Now I have the makings of a basic soup. All I have to do is chop up a carrot and a couple stalks of celery – maybe a potato. I can do that much prep while I’m waiting on the pan to heat up and caramelize the onions. I’ll pick out a few more spices – some basil and thyme, maybe cumin, add some salt and pepper to the mix, and I’ve got soup in half an hour. I’ll also probably have enough soup left to freeze for another meal.
That brings me to my next subject:
3) Leftovers! Seriously, don’t hate the leftovers. There is no better way to cut down on cooking time than to make a double batch! That 30 minute soup you ate last night becomes a 5 minute soup when you reheat it for lunch the next day – which means you averaged 17.5 minutes per family meal.
Learn to love leftovers and live an easier life! I may spend 90 minutes over the weekend making a big Lasagna, but I get ten servings out of the deal. That’s 9 minutes per serving! We can have a lesiurely family dinner with bread and salad that night, and freeze the rest to eat over the next few weeks.
Zoe’s Vegetarian Chili is another recipe I make in large batches. Chili and Lasagna are popular and they freeze very well. Most soups freeze well, and pasta extras can be refrigerated to eat in the next two days.

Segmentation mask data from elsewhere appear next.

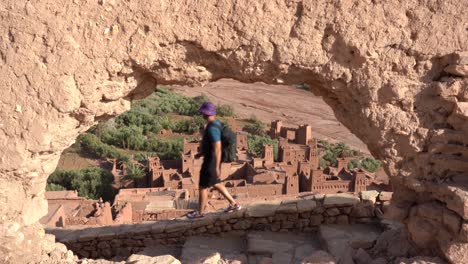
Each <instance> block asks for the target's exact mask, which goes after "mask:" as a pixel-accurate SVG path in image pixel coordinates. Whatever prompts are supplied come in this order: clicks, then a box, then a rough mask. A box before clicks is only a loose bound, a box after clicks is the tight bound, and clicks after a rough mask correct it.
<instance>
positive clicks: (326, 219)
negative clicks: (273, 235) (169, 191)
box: [49, 194, 379, 258]
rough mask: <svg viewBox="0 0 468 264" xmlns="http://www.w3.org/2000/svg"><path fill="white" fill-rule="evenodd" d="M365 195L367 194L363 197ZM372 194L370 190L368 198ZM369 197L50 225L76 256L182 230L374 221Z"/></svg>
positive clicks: (143, 243) (59, 241)
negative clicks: (93, 227) (120, 222)
mask: <svg viewBox="0 0 468 264" xmlns="http://www.w3.org/2000/svg"><path fill="white" fill-rule="evenodd" d="M364 198H365V199H368V197H364ZM375 198H376V196H374V199H375ZM376 208H377V207H375V206H374V203H373V202H372V201H370V200H361V199H360V198H359V197H358V196H355V195H352V194H335V195H326V196H323V195H312V194H309V195H304V196H302V197H301V198H291V199H288V200H273V201H264V202H257V203H251V204H248V205H246V206H245V208H243V209H242V210H240V211H237V212H233V213H210V214H208V215H207V216H206V217H205V218H203V219H198V220H184V219H176V220H167V221H158V222H144V223H140V224H134V225H117V226H106V227H99V228H87V229H83V230H66V229H65V230H64V229H51V230H49V232H50V233H52V234H55V235H56V238H57V240H58V241H59V242H62V243H64V244H65V245H66V246H67V247H68V248H69V249H70V250H72V251H73V252H74V253H75V254H77V255H78V256H80V257H86V258H89V257H90V258H111V257H113V256H116V255H122V256H128V255H130V254H131V253H135V252H138V251H140V250H142V249H143V248H144V247H145V246H151V245H157V244H180V243H183V242H184V241H185V239H186V238H187V237H188V236H193V235H201V234H222V233H226V232H232V231H235V232H245V231H248V230H269V231H274V232H287V231H315V230H317V227H318V226H319V225H321V224H335V223H336V224H343V225H346V224H352V223H378V222H379V219H378V217H377V216H376V210H379V209H376Z"/></svg>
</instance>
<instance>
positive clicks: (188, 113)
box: [132, 87, 209, 116]
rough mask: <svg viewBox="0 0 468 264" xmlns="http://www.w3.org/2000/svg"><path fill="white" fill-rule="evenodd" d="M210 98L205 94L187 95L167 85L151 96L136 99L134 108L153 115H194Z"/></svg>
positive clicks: (132, 106) (193, 115)
mask: <svg viewBox="0 0 468 264" xmlns="http://www.w3.org/2000/svg"><path fill="white" fill-rule="evenodd" d="M208 100H209V99H208V97H206V96H205V95H201V96H197V97H187V96H184V95H180V94H177V93H174V92H172V91H170V89H169V88H167V87H159V88H158V90H157V91H156V92H154V93H153V94H152V95H151V96H149V97H147V98H145V99H142V100H138V101H136V102H135V103H134V104H133V105H132V108H134V109H136V110H138V111H146V112H148V113H149V114H153V115H162V114H166V113H176V114H179V115H186V116H194V115H197V114H198V108H199V107H200V105H201V104H202V103H204V102H207V101H208Z"/></svg>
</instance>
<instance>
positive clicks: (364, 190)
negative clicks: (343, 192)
mask: <svg viewBox="0 0 468 264" xmlns="http://www.w3.org/2000/svg"><path fill="white" fill-rule="evenodd" d="M353 174H354V192H355V193H360V192H363V191H365V190H367V179H366V174H365V173H364V172H363V171H362V170H359V171H355V172H354V173H353Z"/></svg>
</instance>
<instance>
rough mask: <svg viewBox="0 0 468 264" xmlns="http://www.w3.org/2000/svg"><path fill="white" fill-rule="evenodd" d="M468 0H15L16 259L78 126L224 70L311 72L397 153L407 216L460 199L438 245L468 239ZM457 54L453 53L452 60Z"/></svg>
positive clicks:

4)The Dinner Roster: A big barrier to eating healthy is coming up with new ideas. Endless variety is an idea best left by the wayside. Nobody likes to eat the same thing every day, but we don’t mind a repeat every couple of weeks.
One of the smartest things I’ve done is to make a list of our regular meals. There are about 15 meals on the list now. I keep it in my kitchen, and when we can’t think of a thing to eat, I pull out the list and pick one.
The meals on the list are easy meals – 30 minutes from start to table, no complicated prep. Since we’ll be eating them regularly, I keep the ingredients on hand. That means no more sticking my head in the fridge and thinking “There’s nothing to eat!”
It’s not a haute cuisine, it’s everyday eating. During the week, I do what it takes to get dinner on the table. I think we all have our hands full doing that! Save culinary adventures for the weekend – and make extra!
5) Freezer Filling is the foundation of convenient home cooking. Throughout this article, I have mentioned pulling beans and more out of the freezer. I have also mentioned freezing leftovers.
You always want to have in your freezer: some kind of cooked beans, frozen vegetables, and enough leftovers to make up a family meal. That way you have easy protein and veggies any time you need to throw together a quick meal.
I cook four cups of dry beans in a batch and freeze them in serving sizes. One cup containers are VERY convenient. Since cooking beans is mostly a waiting game, I’ll cook two different kinds of beans at once – I might do more, but I only have two nice big pots! Anytime I’m running low on one of my freezer staples, I make sure to stock more.